Çukurdan çıktıktan sonra dikkatli bir şekildi ilerlemeye devam ettim . Bağcığımı bağlamak için eğildiğimde gözüme güneş yansıdı . Gözlerimi açtığımda karşımda duran kırmızı lazerleri gördüm.Işık yansımasından tuzaklar görülebiliyordu. Mutlu ve yavaş bir şekilde lazerlerin arasından geçtim. Lazerleri geçtikten sonra sağ taraftan döndüm ve yerde yemek sepeti ile karşılaştım.Hemen sepeti alıp içini kurcalamaya başladım bu bir tuzak olabilidi o yüzden sepeti tekrar yerine bıraktım.Işığın gözüme yansıyabileceği şekilde eğildikten sonra ilerlemeye devam ettim.
İleride çalılardan fırlayan kılıçlar görünüyordu ve sadece 1.30 dakikam kalmıştı. Hızlı bir şekilde oraya gidip yere düşen kılıçlardan birini aldım ve kendimi diğer kılıçlardan korumaya çalıştım. Dikkatli eğer daha fazla eğilirsem bu sefer ışık bana yansımayacağı için tuzağı göremeyecektim o yüzden kılıçla kendimi korumak yerine ışığı yansıtmasını sağladım ve dikkatli bir şekilde geçtim . Çok susamıştım ve yorulmuştum. Dinlenmek istiyordum fakat zaman gittikçe daralıyordu.
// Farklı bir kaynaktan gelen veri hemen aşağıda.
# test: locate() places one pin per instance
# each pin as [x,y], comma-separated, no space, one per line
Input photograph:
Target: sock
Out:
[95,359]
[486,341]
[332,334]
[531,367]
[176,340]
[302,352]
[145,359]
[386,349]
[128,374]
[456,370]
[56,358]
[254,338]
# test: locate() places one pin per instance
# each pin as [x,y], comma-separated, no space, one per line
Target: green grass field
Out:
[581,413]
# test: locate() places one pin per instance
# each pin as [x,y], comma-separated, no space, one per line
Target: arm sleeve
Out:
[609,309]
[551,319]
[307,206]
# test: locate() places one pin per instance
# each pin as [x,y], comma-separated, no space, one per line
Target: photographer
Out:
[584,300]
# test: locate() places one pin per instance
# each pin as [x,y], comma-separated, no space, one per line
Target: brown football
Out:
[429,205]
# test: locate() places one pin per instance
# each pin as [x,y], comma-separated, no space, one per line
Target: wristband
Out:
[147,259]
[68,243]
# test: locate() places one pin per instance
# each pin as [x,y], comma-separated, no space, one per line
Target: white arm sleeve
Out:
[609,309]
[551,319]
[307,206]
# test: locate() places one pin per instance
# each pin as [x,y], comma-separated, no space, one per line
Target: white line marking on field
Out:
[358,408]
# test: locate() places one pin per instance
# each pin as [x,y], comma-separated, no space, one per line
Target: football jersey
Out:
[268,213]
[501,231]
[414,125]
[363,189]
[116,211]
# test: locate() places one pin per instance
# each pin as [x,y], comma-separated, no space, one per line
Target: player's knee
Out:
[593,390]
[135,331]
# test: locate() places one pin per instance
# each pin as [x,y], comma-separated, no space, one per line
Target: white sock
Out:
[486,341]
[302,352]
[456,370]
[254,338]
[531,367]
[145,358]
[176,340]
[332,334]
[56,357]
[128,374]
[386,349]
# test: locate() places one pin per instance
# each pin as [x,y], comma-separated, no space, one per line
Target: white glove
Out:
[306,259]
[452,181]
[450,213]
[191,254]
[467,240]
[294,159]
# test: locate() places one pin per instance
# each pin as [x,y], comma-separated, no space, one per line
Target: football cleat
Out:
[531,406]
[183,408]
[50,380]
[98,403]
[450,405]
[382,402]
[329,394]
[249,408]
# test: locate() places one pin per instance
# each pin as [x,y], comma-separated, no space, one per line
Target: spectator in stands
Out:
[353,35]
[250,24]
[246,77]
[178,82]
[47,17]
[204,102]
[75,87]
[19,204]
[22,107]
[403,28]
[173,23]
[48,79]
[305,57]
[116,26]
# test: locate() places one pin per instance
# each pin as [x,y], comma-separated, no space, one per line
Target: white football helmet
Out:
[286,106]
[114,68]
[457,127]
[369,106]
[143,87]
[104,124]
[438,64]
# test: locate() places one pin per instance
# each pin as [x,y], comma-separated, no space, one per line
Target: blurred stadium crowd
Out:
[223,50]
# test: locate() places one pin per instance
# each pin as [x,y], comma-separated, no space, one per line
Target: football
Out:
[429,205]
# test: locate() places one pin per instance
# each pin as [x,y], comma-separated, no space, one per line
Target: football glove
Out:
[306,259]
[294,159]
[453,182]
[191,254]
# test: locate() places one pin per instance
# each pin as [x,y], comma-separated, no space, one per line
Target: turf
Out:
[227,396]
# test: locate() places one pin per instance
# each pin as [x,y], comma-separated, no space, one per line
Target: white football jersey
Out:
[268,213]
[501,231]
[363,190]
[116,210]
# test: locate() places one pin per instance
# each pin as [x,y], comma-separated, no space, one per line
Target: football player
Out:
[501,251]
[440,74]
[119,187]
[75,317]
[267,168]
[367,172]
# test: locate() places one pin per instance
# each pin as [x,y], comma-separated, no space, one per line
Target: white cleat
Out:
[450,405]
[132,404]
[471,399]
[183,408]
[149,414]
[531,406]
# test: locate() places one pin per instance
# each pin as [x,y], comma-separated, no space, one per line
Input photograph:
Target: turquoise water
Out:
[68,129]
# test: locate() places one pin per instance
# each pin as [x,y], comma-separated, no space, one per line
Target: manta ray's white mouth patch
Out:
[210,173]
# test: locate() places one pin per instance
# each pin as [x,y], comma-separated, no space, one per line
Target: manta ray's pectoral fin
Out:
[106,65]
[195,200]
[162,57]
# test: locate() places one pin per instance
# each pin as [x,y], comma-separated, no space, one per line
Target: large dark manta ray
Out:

Tekrardan ışığın yansıyacağı pozisyona geçtiğimde yürümeye devam ettim.Kulaklarıma bir ses geldi son 45 dakika diyordu bu ses. Acele edip soldan döndüm ve karşıma iki kapı çıktı . Bu iki kapının yanında ise kısa boylu bir adam vardı. Kısa boylu adam bana bir kapı seçmem gerektiğini ve ona göre yaşayıp yaşayamayacağımı söyledi. Sağ taraftaki kapıya doğru yöneldim ve kılıcı yere bıraktım. Bu kapıyı seçiyorum dedim adama doğru . Adamın bana son dediği şey ise ‘‘ son kararın mı ?‘’ oldu .
Büyükbabamın anlattığı bu hikayeden çok etkilenmiştim ve devamının olup olmadığını sordum. O ise bana devamını yarın anlatacağını fakat şimdi uyumam gerektiğini söyledi.